Adversarial and Random Transformations for Robust Domain Adaptation and Generalization

TL;DR

This paper demonstrates that combining simple random data augmentation with a differentiable adversarial augmentation method significantly improves domain adaptation and generalization performance, robustness, and outperforms existing methods.

Contribution

It introduces a differentiable adversarial augmentation technique using spatial transformer networks and shows that combining it with random augmentation achieves state-of-the-art results.

Findings

State-of-the-art results on multiple DA and DG benchmarks

Enhanced robustness to data corruption

Simple random augmentation combined with adversarial methods outperforms complex search-based approaches

Abstract

Data augmentation has been widely used to improve generalization in training deep neural networks. Recent works show that using worst-case transformations or adversarial augmentation strategies can significantly improve the accuracy and robustness. However, due to the non-differentiable properties of image transformations, searching algorithms such as reinforcement learning or evolution strategy have to be applied, which are not computationally practical for large scale problems.
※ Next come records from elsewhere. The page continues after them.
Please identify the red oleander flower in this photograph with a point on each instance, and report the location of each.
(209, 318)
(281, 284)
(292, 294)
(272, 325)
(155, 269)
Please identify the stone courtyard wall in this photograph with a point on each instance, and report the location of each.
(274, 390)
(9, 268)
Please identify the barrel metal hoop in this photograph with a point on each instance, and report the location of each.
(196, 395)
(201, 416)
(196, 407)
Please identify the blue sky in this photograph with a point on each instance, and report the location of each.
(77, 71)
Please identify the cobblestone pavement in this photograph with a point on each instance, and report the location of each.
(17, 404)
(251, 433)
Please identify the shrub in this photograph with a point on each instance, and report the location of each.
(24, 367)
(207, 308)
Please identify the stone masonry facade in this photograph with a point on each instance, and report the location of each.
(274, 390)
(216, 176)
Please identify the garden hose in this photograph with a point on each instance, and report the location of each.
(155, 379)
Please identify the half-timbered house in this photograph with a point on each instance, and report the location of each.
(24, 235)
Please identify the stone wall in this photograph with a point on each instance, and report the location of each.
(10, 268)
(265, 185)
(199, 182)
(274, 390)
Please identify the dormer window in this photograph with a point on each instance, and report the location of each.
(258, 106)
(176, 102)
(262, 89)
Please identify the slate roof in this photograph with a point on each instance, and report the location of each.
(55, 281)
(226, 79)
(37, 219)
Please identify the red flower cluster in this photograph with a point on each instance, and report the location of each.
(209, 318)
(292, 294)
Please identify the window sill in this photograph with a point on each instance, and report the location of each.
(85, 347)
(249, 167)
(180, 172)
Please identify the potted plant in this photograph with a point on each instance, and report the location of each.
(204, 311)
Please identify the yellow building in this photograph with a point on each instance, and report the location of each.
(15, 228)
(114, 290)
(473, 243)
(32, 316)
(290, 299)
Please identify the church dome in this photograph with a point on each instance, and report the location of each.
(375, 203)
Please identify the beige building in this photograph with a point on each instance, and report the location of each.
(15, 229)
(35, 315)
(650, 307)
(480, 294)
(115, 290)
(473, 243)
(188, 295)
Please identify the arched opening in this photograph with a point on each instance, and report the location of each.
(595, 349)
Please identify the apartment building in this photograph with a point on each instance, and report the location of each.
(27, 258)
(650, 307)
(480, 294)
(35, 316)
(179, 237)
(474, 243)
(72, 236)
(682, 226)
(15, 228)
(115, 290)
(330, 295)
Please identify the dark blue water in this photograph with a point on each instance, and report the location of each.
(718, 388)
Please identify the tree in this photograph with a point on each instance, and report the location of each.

In this work, we show that by simply applying consistency training with random data augmentation, state-of-the-art results on domain adaptation (DA) and generalization (DG) can be obtained. To further improve the accuracy and robustness with adversarial examples, we propose a differentiable adversarial data augmentation method based on spatial transformer networks (STN). The combined adversarial and random transformations based method outperforms the state-of-the-art on multiple DA and DG benchmark datasets. Besides, the proposed method shows desirable robustness to corruption, which is also validated on commonly used datasets.